I am trying to understand why the policy iteration algorithm in Reinforcement Learning always improves the value function until it converges. Let's assume we have the policy $\pi_0(s)$ and our value function for this policy is $V^{\pi_0}(s)$ such that:
$$V^{\pi_0}(s) = R(s,\pi_{0}(s)) + \gamma\sum_{s'}p(s'|s,\pi_{0}(s)) V^{\pi_0}(s')$$
Then, according to the policy iteration algorithm, we find the next optimal policy, $\pi_{1}(s)$ such that:
$$\pi_{1}(s) = argmax_{a} R(s,a) + \gamma\sum_{s'}p(s'|s,a) V^{\pi_0}(s') $$
So, then we evaluate $\pi_{1}(s)$ such that the value function induced by $\pi_{1}(s)$ converges:
$$V^{\pi_1}(s) = R(s,\pi_{1}(s)) + \gamma\sum_{s'}p(s'|s,\pi_{1}(s)) V^{\pi_1}(s')$$ In order the policy iteration to converge to the optimal value function, we need to have: $$V^{\pi_1}(s) \geq V^{\pi_0}(s), \forall s$$
I have difficulty to show this. What I am doing is the following: After we find $\pi_1(s)$, we have: $$ R(s,\pi_1(s)) + \gamma\sum_{s'}p(s'|s,\pi_1(s)) V^{\pi_0}(s') \geq V^{\pi_0}(s)$$ by the definition of $\pi_1(s)$.

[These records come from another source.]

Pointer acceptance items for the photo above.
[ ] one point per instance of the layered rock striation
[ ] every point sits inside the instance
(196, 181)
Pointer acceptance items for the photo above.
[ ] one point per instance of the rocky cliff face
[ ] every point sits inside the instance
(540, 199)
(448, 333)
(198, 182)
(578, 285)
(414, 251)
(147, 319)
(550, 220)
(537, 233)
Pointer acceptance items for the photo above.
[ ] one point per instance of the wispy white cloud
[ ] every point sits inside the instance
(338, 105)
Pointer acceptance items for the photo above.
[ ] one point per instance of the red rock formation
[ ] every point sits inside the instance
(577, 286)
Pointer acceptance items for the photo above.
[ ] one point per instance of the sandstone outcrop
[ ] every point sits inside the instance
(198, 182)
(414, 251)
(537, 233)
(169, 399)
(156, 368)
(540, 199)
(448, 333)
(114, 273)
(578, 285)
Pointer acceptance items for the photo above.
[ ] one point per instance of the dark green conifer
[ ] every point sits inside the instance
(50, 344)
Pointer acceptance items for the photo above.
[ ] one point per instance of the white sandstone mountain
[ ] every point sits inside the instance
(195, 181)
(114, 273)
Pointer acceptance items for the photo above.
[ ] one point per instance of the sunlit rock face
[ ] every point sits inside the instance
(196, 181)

We also have: $$V^{\pi_1}(s) -\gamma\sum_{s'}p(s'|s,\pi_{1}(s)) V^{\pi_1}(s') = R(s,\pi_{1}(s))$$
Combining these, we then have: $$V^{\pi_1}(s) -\gamma\sum_{s'}p(s'|s,\pi_{1}(s)) V^{\pi_1}(s') \geq V^{\pi_0}(s) -\gamma\sum_{s'}p(s'|s,\pi_{1}(s)) V^{\pi_0}(s')$$
I found a similar question and its answer here: Why does policy iteration algorithm converge to optimal value? (reinforcement learning) The first answer there reached the same inequality, in the matrix form: $$\left[I -\gamma P^{\pi_1} \right]V^{\pi_1} \geq \left[I -\gamma P^{\pi_1} \right]V^{\pi_0}$$ and simply said that this leads to $V^{\pi_1} \geq V^{\pi_0}$.

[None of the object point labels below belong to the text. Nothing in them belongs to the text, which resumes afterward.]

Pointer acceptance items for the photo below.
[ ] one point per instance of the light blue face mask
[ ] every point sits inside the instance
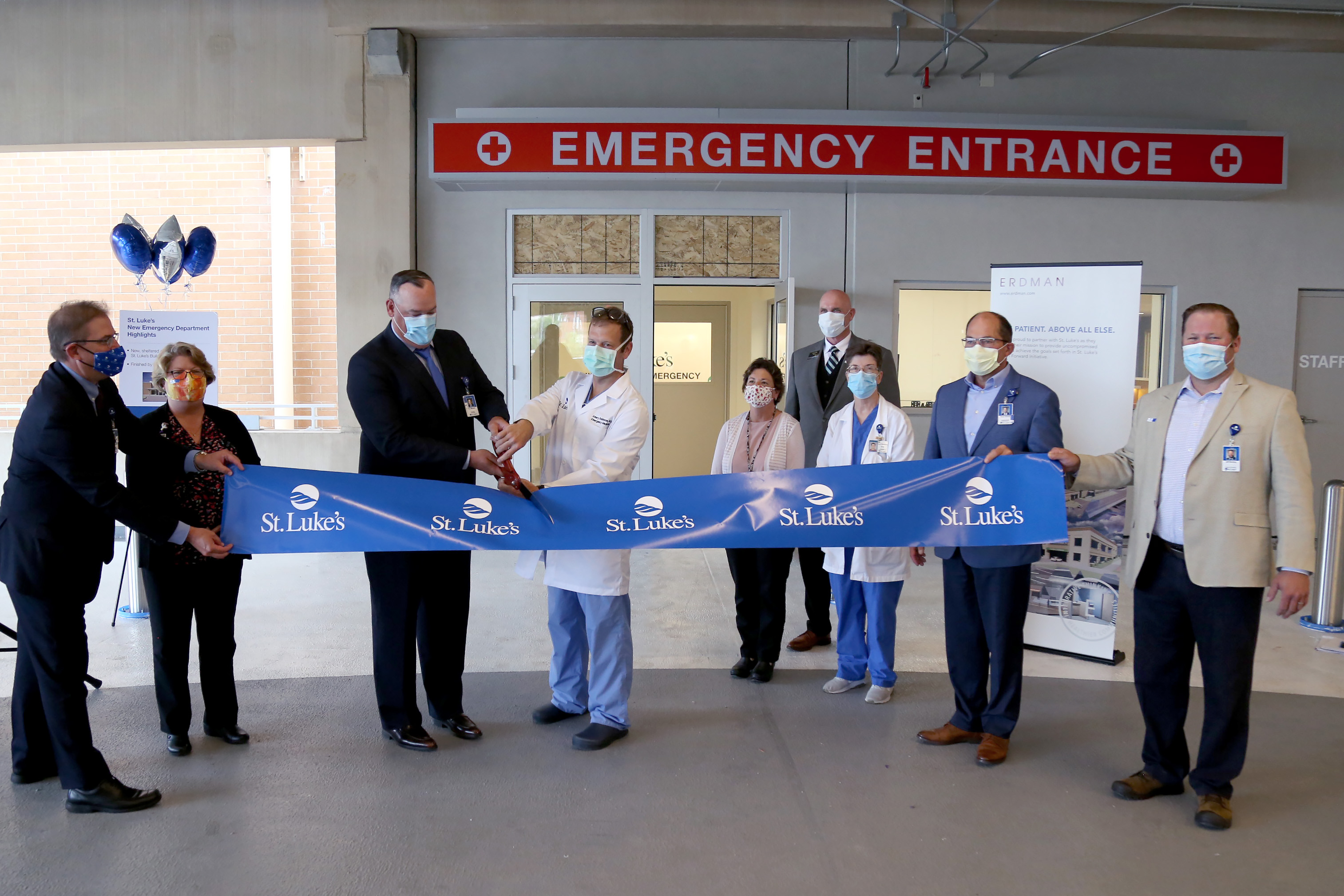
(862, 385)
(421, 329)
(1205, 361)
(601, 362)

I don't see why this is necessarily true. Multiplying both sides with the matrix inverse $(I -\gamma P^{\pi_1})^{-1}$ is not guaranteed to preserve the direction of inequality. Then how to proceed from here and show that the value function improves?